The medical testimony was summed up in the fifth finding of fact: "Fifth: That Doctor Paul Caplan, a specialist in arthritis and rheumatic diseases, was called by claimant and was of the opinion that claimant has lost eighty per cent of function of the right hand and suffers a fifty per cent overall disability for work as a laborer, which disability is permanent. Doctor L. D. Rugh of Tarentum, Pennsylvania, was called by the defendant and testified that claimant suffers a fifty per cent functional disability of the right hand and a twenty-five per cent overall disability to the body as a whole."

"The credibility of expert witnesses and the weight to be attached to their testimony are matters exclusively for the board and in a conflict of medical opinion, it is for the board to decide which conclusion it will adopt." Gasior v. Pittsburgh, 188 Pa. Superior Ct. 371, 146 A.2d 320 (1958). "The board may accept or reject, in whole or in part, the testimony of any witness; and the credibility and the weight of testimony of one who qualifies as an expert are not reviewable as a matter of law." Kline v. Kiehl, 157 Pa. Superior Ct. 392, 43 A.2d 616 (1945). "It is within the province of the compensation authorities to evaluate the testimony. Where the inferences drawn by them from the

[ 195 Pa. Super. Page 580]

    evidence are reasonable and logical, it is immaterial on appeal that other inferences might have been drawn." Susman v. Kaufmann's Dept. Store, 182 Pa. Superior Ct. 467, 128 A.2d 173 (1956).
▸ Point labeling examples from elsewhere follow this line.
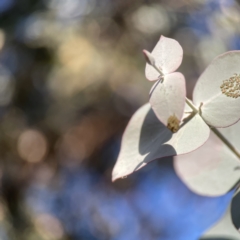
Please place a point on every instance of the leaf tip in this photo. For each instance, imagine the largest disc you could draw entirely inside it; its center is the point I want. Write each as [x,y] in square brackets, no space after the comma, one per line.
[149,58]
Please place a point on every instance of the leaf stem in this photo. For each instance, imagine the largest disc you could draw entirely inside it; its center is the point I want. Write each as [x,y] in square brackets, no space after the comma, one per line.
[220,136]
[195,110]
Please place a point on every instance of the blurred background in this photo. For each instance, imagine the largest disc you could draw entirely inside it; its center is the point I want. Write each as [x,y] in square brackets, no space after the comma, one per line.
[71,76]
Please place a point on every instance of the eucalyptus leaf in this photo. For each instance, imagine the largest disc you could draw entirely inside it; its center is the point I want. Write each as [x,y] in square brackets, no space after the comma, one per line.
[167,99]
[168,56]
[217,91]
[146,139]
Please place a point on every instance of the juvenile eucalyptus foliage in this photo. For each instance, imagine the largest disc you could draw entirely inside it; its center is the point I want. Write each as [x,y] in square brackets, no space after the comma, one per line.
[203,135]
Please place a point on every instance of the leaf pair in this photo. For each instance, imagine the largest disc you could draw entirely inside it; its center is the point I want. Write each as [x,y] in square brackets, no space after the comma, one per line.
[212,169]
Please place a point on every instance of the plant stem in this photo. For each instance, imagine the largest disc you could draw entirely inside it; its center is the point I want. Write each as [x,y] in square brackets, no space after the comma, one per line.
[195,110]
[220,136]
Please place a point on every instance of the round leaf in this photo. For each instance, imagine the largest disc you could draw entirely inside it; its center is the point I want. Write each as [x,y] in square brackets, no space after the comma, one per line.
[218,90]
[146,139]
[211,169]
[168,56]
[167,99]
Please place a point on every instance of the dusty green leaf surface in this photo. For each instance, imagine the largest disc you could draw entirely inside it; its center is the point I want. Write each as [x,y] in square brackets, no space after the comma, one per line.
[218,90]
[212,169]
[146,139]
[167,98]
[223,230]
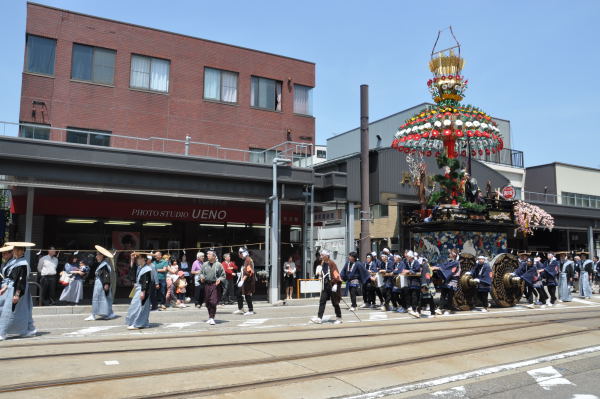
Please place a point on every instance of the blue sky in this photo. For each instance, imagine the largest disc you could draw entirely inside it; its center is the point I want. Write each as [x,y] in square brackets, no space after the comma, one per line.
[532,62]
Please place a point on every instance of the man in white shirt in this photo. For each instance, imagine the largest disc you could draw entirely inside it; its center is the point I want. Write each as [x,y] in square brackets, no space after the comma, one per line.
[47,269]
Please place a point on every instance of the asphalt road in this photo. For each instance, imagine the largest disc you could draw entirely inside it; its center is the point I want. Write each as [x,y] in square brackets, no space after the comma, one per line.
[277,353]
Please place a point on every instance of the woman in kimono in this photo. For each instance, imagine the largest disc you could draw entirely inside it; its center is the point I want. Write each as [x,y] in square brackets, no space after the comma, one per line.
[550,273]
[103,284]
[74,291]
[482,274]
[139,310]
[427,288]
[16,305]
[585,277]
[566,274]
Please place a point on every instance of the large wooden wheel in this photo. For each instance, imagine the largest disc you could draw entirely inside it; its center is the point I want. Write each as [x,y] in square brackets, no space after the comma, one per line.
[463,297]
[506,291]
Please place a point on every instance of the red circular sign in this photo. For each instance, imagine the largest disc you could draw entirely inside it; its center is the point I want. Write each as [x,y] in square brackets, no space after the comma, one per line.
[508,192]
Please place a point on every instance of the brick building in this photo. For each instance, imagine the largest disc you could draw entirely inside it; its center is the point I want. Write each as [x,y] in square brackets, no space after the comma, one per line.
[86,73]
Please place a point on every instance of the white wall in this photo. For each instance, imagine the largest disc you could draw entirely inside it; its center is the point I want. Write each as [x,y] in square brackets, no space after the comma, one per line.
[577,180]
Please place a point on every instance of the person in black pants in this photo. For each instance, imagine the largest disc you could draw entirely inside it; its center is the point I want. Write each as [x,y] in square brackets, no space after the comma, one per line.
[331,285]
[354,274]
[412,268]
[450,271]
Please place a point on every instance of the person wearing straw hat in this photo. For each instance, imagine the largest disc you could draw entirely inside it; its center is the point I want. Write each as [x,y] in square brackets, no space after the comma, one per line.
[138,313]
[6,252]
[331,285]
[586,275]
[16,306]
[246,283]
[102,294]
[565,275]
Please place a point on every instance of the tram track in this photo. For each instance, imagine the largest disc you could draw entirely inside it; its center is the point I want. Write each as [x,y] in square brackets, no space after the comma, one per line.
[220,333]
[32,386]
[172,347]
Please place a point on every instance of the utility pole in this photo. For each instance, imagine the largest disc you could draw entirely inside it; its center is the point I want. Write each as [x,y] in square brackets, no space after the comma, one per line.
[365,212]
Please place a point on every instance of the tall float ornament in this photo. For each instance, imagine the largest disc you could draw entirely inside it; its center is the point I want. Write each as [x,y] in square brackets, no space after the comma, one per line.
[449,127]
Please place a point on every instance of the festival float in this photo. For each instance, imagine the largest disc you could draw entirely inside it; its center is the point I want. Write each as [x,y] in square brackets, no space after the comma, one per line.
[455,213]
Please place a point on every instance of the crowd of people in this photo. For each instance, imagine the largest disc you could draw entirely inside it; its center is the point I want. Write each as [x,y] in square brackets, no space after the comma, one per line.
[407,283]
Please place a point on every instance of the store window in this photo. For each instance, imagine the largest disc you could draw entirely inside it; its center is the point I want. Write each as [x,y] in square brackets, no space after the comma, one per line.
[40,54]
[265,93]
[220,85]
[93,64]
[35,131]
[88,136]
[149,73]
[302,100]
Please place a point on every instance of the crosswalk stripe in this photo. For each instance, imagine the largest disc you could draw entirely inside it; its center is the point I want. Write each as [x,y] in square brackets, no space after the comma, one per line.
[583,301]
[252,322]
[548,377]
[456,392]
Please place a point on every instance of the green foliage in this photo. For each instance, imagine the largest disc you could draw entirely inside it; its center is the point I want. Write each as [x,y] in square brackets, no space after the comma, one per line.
[471,206]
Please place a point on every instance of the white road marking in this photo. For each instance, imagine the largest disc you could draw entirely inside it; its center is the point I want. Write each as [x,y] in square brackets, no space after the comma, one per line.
[548,377]
[473,374]
[456,392]
[111,362]
[252,322]
[181,325]
[578,300]
[91,330]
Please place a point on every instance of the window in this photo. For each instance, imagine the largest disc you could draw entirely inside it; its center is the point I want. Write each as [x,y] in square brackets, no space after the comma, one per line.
[149,73]
[40,53]
[93,64]
[302,100]
[581,200]
[88,136]
[220,85]
[35,131]
[265,93]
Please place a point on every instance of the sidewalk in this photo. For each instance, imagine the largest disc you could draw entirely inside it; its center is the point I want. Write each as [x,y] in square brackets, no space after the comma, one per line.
[122,307]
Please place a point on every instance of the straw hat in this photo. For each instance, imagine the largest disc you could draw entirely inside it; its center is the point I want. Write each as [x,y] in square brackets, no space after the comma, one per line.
[103,251]
[20,244]
[6,248]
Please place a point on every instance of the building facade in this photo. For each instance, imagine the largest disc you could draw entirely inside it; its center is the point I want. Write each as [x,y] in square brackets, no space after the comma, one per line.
[131,137]
[571,194]
[99,79]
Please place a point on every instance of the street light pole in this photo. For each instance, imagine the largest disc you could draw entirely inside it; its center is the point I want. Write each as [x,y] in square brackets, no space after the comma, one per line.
[274,241]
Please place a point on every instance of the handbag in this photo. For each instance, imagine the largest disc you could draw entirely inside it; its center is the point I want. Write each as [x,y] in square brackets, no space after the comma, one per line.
[65,278]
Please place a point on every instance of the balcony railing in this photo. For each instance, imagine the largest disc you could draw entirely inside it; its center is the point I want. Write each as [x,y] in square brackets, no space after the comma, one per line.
[299,153]
[576,200]
[506,156]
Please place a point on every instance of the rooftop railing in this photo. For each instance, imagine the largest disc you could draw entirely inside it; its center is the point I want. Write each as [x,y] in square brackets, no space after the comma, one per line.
[299,153]
[574,200]
[506,156]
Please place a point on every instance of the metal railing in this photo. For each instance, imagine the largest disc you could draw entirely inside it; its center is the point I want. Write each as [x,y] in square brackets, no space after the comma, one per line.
[558,199]
[299,153]
[506,156]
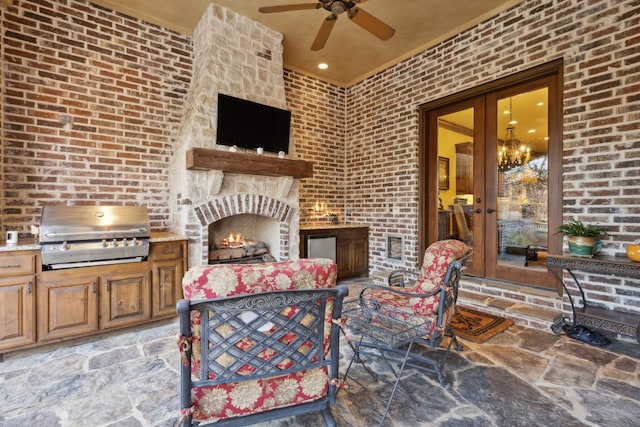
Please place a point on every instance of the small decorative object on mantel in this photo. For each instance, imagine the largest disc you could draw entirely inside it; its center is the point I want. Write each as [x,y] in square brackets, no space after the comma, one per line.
[584,240]
[633,251]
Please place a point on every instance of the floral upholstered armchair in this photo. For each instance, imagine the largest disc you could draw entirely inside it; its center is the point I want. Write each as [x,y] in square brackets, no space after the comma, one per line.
[429,301]
[259,341]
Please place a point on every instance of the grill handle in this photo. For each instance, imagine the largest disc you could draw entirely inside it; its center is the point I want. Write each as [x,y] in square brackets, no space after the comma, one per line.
[81,233]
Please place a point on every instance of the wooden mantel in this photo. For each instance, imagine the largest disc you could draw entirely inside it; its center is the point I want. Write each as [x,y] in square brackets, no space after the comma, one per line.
[247,163]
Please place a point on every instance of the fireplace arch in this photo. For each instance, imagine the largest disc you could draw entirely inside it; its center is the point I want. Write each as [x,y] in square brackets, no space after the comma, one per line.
[228,206]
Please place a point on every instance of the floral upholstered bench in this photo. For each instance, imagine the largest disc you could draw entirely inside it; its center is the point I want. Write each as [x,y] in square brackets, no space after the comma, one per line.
[259,341]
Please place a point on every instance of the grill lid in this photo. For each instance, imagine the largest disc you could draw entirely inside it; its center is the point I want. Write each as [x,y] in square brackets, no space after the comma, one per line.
[74,223]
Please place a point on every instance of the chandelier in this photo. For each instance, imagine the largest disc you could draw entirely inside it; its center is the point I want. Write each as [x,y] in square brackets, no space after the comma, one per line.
[513,152]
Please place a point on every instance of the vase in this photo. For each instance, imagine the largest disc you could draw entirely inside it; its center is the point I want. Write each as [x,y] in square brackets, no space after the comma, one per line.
[584,246]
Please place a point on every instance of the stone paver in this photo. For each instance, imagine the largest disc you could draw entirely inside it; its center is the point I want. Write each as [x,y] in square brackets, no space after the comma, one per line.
[521,377]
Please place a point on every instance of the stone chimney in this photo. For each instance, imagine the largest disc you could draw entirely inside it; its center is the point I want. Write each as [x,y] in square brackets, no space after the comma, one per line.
[236,56]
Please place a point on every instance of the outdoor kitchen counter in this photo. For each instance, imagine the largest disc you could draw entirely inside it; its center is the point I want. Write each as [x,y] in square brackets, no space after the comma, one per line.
[23,245]
[166,236]
[32,244]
There was sufficient evidence in this record to support the sixth finding of fact of the board that this claimant had not lost the industrial use of his right hand. This conclusion could not be disturbed by the court below; not could the court below reinstate the finding of the referee; nor could the court below substitute its own finding for that of the fact finding authorities. However, neither the referee nor the board disposed of the question as to whether or not any partial disability continued in the face of the testimony of both the claimant's doctor, who testified to an overall disability of 50%, and the employer's doctor, who testified to an overall disability of 25%.

We, therefore, reverse the court below, remanding the record to the court for the purpose of returning it to the Workmen's Compensation Board to determine whether or not any partial disability still exists, and to enter an appropriate order.


Judgment reversed and record remanded.